Identifying Prompted Artist Names from Generated Images
Grace Su, Sheng-Yu Wang, Aaron Hertzmann, Eli Shechtman, Jun-Yan Zhu, Richard Zhang

TL;DR
This paper introduces a benchmark dataset and evaluation methods for identifying artist names invoked in prompts from generated images, addressing challenges in artist attribution and model moderation.
Contribution
It provides a large-scale dataset, diverse evaluation settings, and analysis of various methods for prompted-artist recognition in generated images.
Findings
Supervised and few-shot models perform well on seen artists and complex prompts.
Style descriptors transfer better when artist styles are distinctive.
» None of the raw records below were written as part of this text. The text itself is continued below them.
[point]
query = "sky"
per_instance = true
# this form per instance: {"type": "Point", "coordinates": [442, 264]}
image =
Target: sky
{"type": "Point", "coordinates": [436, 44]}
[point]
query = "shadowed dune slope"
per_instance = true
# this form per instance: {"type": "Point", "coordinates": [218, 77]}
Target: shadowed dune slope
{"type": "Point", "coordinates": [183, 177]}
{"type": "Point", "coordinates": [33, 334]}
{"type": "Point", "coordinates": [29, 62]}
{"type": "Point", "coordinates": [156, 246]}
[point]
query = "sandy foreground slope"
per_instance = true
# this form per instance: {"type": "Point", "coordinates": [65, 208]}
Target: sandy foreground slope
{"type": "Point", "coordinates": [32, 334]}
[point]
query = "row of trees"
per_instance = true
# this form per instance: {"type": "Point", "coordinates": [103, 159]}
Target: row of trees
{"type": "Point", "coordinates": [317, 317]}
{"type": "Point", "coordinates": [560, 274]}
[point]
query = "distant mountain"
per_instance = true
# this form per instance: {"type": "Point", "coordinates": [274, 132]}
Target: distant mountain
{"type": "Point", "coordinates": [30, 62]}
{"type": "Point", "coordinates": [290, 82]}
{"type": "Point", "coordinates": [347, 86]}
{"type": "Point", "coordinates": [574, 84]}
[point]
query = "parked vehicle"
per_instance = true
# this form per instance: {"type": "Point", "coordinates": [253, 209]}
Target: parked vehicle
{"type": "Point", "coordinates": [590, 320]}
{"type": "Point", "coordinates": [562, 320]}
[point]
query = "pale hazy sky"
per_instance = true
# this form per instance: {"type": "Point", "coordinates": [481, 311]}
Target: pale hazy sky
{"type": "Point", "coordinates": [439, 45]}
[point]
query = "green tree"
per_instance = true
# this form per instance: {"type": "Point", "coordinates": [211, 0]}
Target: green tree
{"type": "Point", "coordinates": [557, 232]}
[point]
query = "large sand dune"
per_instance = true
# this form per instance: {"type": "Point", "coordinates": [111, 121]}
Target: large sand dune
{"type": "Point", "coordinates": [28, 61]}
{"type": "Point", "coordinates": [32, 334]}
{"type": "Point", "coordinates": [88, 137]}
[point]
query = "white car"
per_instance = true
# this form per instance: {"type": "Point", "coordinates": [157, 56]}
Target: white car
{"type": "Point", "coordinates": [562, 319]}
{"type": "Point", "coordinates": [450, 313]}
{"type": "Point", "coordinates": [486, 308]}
Multi-artist prompts are the most challenging for recognition.
Abstract
A common and controversial use of text-to-image models is to generate pictures by explicitly naming artists, such as "in the style of Greg Rutkowski". We introduce a benchmark for prompted-artist recognition: predicting which artist names were invoked in the prompt from the image alone. The dataset contains 1.95M images covering 110 artists and spans four generalization settings: held-out artists, increasing prompt complexity, multiple-artist prompts, and different text-to-image models. We evaluate feature similarity baselines, contrastive style descriptors, data attribution methods, supervised classifiers, and few-shot prototypical networks. Generalization patterns vary: supervised and few-shot models excel on seen artists and complex prompts, whereas style descriptors transfer better when the artist's style is pronounced; multi-artist prompts remain the most challenging. Our benchmark…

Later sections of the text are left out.